PhD Thesis
I completed my PhD in Computer Engineering at Boğaziçi University in 2023.
- Title: Source Separation via Weakly Supervised and Unsupervised Deep Learning
- Advisors: Ali Taylan Cemgil, Serap Kırbız, and Cem Say
Work from this thesis appears in the following publications:
- E. Karamatlı, A. T. Cemgil and S. Kırbız, “Audio Source Separation Using Variational Autoencoders and Weak Class Supervision,” IEEE Signal Processing Letters, 2019 [arXiv] [IEEE Xplore] [Code & Audio Samples]
- E. Karamatlı and S. Kırbız, “MixCycle: Unsupervised Speech Separation via Cyclic Mixture Permutation Invariant Training,” IEEE Signal Processing Letters, 2022 [arXiv] [IEEE Xplore] [Code & Audio Samples]

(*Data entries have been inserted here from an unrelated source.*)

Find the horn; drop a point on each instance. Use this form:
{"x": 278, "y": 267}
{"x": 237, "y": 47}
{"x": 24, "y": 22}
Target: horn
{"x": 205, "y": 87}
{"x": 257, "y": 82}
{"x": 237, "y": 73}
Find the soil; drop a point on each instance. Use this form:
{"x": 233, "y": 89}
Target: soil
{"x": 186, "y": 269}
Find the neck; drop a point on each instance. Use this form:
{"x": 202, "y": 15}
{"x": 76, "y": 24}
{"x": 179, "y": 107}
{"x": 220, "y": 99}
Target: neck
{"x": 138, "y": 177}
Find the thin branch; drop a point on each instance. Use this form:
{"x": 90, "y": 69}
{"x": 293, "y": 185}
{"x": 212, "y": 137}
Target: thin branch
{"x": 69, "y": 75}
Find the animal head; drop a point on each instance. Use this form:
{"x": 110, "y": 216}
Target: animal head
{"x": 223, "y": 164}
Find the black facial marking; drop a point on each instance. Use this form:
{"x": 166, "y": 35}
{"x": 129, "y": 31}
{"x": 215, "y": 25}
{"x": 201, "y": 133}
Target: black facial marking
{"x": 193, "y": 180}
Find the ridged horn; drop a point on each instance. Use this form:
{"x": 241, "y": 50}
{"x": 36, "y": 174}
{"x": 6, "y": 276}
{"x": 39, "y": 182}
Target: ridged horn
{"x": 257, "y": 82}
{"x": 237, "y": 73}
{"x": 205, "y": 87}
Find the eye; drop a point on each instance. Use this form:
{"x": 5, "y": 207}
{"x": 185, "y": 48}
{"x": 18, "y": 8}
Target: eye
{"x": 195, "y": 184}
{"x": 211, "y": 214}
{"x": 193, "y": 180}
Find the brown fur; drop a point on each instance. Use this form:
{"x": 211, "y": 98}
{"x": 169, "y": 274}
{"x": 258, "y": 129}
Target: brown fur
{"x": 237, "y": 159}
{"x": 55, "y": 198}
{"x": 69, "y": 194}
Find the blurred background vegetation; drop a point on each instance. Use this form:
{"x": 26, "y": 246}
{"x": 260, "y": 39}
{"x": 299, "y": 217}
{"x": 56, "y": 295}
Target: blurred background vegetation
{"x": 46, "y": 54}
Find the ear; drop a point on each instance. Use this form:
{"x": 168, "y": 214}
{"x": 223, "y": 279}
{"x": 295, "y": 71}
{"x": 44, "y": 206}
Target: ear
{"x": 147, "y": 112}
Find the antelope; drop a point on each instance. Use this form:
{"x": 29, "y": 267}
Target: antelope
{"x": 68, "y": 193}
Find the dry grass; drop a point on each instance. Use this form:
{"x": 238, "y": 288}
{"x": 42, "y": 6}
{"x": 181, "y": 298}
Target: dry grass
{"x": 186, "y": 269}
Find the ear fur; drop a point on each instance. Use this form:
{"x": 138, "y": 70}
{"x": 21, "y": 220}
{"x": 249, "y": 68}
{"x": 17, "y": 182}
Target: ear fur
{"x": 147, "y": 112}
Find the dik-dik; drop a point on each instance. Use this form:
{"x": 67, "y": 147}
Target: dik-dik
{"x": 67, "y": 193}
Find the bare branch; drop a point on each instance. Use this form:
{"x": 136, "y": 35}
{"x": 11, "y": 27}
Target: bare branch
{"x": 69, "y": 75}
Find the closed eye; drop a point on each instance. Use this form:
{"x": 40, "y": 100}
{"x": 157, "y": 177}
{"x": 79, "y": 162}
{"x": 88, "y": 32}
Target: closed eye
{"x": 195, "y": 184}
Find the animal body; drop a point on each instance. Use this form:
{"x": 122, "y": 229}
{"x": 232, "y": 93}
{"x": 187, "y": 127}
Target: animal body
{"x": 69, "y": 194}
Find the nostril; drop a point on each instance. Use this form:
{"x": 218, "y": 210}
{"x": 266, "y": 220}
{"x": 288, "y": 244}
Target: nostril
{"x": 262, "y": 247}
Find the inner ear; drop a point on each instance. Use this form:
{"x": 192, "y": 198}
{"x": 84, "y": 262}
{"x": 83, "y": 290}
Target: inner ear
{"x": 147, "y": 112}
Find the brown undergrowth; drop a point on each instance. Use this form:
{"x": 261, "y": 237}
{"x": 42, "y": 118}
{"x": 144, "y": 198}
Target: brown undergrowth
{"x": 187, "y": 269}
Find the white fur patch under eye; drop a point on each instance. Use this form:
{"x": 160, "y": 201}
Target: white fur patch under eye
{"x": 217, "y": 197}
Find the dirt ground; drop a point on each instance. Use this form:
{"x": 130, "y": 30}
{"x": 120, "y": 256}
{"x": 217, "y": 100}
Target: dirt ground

- E. Karamatlı, A. T. Cemgil and S. Kırbız, “Source Separation and Classification Using Generative Adversarial Networks and Weak Class Supervision,” Digital Signal Processing, 2024 [Elsevier]
Abstract #
Source separation has been a key research area over the past several decades, and the emergence of deep learning approaches has revolutionized the field. Although supervised methods have been the pillars of this revolution, training such models often requires synthetic mixture datasets that may not represent real-world mixture signals adequately. In this thesis, we focus on single-channel source separation methods that are trained without having access to the underlying isolated source signals. This enables the training of source separation models solely on real-world mixture recordings that do not have corresponding source signals at hand. Therefore, it enables the models to be trained on a large amount of unlabeled or weakly-labeled data without additional labeling effort. We approach this problem in several different ways. First, we start with developing a decomposition-based weakly-supervised model that utilizes the class labels of the sources that are present in mixtures. We apply this weak class supervision approach to superimposed handwritten digit images using both non-negative matrix factorization (NMF) and generative adversarial networks (GANs). Second, we introduce another decomposition-based model that employs variational autoencoders (VAEs) to apply our weak class supervision approach to audio signals. Third, we introduce two purely unsupervised methods, which are trained exclusively on the mixture signals in a self-supervised fashion. The results of our experiments demonstrate that the proposed weakly-supervised and unsupervised methods are viable and mostly on par with the fully supervised baselines. We conclude that it is possible to replace supervised training with weakly-supervised and unsupervised methods in compatible real-world applications for better results.